Rector de la Universidad Autónoma de Madrid -entre las más relevantes de España- desde 2002 y presidente de la Conferencia de Rectores de las Universidades Españolas (CRUE) desde 2007, accede al Ministerio en un momento difícil generado por el Plan de Bolonia.
El proceso ha derivado en un camino tortuoso, que España está completando con un notable retraso, en relación con el resto de los 45 países inmersos en esta «aventura» por lograr una universidad sin fronteras, en la que se formen profesionales capaces de moverse sin trabas por toda Europa.
No oculta sus convicciones
La llegada de Ángel Gabilondo, un hombre de izquierdas idológicamente próximo al Gobierno socialista, que no oculta sus convicciones, y al que se le atribuyen excelentes relaciones con el poder, constituye para la gran mayoría del mundo educativo la enmienda a un error de Rodríguez Zapatero, que desgajó Universidades de Educación para adscribirla con rango de Secretaría de Estado a Ciencia e Innovación.
De hecho, el nuevo ministro, partidario siempre de dar el mayor rango ministerial a la Universidad, nunca vio con buenos ojos esa ruptura y alertó de los riesgos que encerraba para el sistema educativo, por entender que rompía los necesarios puentes que deben existir entre la formación no universitaria y la universitaria.
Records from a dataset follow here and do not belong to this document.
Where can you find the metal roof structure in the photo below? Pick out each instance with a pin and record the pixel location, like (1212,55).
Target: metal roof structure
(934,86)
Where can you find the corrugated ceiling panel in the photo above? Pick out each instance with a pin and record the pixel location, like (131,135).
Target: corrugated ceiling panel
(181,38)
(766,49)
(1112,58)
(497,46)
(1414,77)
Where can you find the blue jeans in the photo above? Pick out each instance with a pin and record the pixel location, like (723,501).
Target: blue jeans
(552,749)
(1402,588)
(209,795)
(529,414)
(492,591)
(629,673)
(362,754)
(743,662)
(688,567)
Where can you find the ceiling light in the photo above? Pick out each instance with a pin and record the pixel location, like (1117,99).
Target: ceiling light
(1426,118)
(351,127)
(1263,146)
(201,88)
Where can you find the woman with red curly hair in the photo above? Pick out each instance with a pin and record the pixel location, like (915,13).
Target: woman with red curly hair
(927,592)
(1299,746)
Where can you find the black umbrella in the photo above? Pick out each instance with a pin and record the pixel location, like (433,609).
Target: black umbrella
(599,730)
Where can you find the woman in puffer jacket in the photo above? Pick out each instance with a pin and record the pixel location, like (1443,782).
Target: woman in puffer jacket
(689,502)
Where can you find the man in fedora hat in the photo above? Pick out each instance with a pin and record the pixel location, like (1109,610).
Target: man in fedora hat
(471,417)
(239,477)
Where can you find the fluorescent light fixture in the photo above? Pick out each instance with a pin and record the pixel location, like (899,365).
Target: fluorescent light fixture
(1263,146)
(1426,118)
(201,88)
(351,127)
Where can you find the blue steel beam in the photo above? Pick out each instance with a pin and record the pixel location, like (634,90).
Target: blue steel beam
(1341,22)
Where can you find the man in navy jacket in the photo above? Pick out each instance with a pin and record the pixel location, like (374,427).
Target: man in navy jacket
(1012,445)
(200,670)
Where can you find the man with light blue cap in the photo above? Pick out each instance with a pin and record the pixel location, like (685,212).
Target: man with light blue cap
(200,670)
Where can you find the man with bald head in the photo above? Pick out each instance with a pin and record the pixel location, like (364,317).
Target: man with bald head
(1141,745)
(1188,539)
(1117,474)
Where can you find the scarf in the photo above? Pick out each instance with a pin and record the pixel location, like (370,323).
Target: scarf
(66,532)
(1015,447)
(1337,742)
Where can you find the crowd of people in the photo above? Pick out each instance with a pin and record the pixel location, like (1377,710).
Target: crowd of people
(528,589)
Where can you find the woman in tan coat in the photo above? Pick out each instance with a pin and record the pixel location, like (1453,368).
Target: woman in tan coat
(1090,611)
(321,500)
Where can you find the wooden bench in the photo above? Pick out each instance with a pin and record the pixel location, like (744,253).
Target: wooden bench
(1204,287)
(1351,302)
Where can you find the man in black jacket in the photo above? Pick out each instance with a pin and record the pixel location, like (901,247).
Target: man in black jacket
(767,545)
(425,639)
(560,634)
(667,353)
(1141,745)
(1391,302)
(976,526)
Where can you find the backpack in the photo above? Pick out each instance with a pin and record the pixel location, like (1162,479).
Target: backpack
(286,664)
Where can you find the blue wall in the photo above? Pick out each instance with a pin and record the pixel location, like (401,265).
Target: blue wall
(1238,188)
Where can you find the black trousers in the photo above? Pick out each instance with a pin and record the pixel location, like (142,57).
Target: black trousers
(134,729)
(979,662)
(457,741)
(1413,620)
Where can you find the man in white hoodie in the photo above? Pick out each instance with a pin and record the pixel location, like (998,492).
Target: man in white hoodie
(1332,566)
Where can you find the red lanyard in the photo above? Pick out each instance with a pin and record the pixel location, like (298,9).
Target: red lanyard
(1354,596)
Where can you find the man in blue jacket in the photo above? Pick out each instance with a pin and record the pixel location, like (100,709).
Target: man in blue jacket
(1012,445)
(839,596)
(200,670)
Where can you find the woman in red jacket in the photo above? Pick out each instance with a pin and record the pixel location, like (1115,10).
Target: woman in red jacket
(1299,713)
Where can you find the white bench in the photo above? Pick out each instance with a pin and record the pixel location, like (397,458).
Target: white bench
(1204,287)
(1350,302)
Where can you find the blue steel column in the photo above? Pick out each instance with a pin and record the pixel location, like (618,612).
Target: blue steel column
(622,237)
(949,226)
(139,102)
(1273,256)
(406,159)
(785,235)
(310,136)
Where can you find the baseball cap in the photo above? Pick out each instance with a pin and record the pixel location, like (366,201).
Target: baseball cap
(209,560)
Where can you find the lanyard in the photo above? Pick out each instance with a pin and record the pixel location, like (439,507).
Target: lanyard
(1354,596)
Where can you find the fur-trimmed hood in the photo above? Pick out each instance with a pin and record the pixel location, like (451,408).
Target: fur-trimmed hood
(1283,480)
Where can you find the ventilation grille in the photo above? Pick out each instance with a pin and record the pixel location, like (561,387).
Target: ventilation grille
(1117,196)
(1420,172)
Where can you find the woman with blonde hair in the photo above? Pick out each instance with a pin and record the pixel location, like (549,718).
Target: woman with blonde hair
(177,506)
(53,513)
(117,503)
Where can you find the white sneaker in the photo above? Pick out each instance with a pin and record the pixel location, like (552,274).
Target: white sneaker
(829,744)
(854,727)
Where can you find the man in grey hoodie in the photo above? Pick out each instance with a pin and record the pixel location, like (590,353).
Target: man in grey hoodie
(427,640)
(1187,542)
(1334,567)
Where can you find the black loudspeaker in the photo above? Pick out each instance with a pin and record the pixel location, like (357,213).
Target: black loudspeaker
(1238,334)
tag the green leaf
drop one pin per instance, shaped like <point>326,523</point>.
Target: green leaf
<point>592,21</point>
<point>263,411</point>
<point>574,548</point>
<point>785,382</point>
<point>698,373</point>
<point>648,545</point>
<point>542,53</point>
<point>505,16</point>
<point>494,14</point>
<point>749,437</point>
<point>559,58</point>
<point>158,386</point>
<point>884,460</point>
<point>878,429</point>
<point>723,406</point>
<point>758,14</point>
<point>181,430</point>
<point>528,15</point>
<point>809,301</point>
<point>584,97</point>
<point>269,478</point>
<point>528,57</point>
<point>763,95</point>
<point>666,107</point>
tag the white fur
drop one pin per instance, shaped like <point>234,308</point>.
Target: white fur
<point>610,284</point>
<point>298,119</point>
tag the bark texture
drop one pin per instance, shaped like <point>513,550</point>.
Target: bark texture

Eso sí, sus críticas fueron siempre moderadas y abiertas a soluciones.
Monstruoso engranaje
Al comienzo del segundo mandato socialista, su nombre apareció entre otros como posible responsable de un Departamento en cuya denominación apareciera Universidades, aunque públicamente jamás se postuló para el puesto. Pero los hechos discurrieron por otra vía y no sólo no se creó el ansiado Ministerio sino que Universidades se quedó en una Secretaría de Estado adscrita a un monstruoso engranaje y fuera de un hábitat que le había sido natural, salvo en casos muy excepcionales y efímeros.
El nuevo ministro, de verbo fácil, cargado de citas filosóficas y de metáforas más o menos intencionadas, y de pausados modales, ha defendido siempre el Plan de Bolonia pero ha hablado de falta de diálogo y de la necesidad de contar con los alumnos en un tarea de esas dimensiones.